Dabei wählen Sie zwischen friedlichen und kriegerischen Missionen. Insbesondere bei den Erstgenannten meldet sich Rom oft an und fordert teilweise gewaltige Mengen Güter an - wer kurz nach dem Aufbau der ersten Handelsroute 100 Holzpäckchen verschiffen soll, gerät schon arg ins Schwitzen. Der kriegerische Weg ist auch nicht einfacher - oft ist das zur Waffenproduktion nötige Eisen erst zu importieren, was den Haushalt belastet. Die Römer kennen kein Erbarmen - selbst die Rohstoffknappheit in Kriegszeiten bringt ihre Forderungen nicht ins Wanken.

Um voranzukommen, muss Ihre Stadt neben einer bestimmten Bevölkerungszahl auch die geforderten Werte in den Bereichen Sicherheit, Wohlstand, Imperium (Gunst in Rom) und Kultur erreichen. Nach dem Tutorial-artigen Beginn steigt die Lernkurve selbst im mittleren Schwierigkeitsgrad steil an, sodass auch geübte Quästoren nicht um ein Neustarten und die umsichtige Stadtplanung herumkommen.

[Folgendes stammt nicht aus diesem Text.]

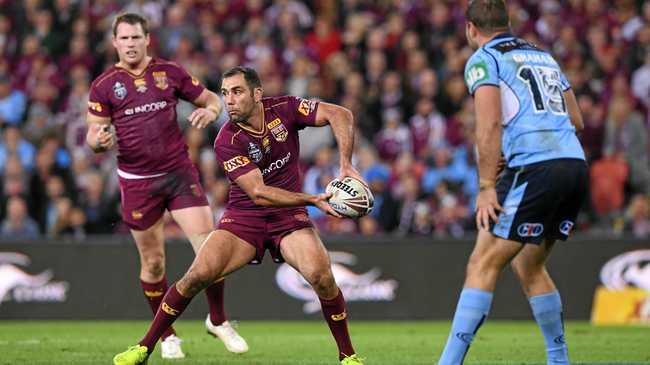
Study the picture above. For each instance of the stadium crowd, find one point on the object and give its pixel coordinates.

Vidi: Schaut auf diese Stadt

Haben Sie alle Bedürfnisse Ihrer Einwohner erfüllt, bauen diese Ihre Behausung weiter aus. Haben Sie alle Bedürfnisse Ihrer Einwohner erfüllt, bauen diese Ihre Behausung weiter aus. Dennoch motiviert Caesar 4 enorm, denn die Kerntugend des Spiels ist perfekt umgesetzt. Der Aufbau einer römischen Stadt ist nirgends komplexer, lebendiger und motivierender inszeniert. Nur das Gras auf noch unbesiedelten Karten ist wahrlich keine Augenweide - also flugs ein paar Häuser draufgesetzt, nebenan den Markt platziert, im Hintergrund ein paar Gärten, nach und nach die besonderen Extras wie eine Schule, damit sich aus unzivilisierten Bälgern gebildete Cicero-Rezitatoren entwickeln. Somit entfalten sich die Gebäude immer weiter, was Einwohnerzahl und Steueraufkommen ansteigen lässt.

Caesar 4 rüttelt nicht an den Grundmauern dieses Spielprinzips, sondern fügt eine feine Nuance hinzu. Statt eines Archetyps Haus, aus dem alle weiteren Gebäude entstehen, gibt es nun verschiedene Typen. Die Plebejer hausen in spartanischen Insulae, die Equites wohnen in geräumigen Domi und die Patrizier residieren in herrschaftlichen Villen.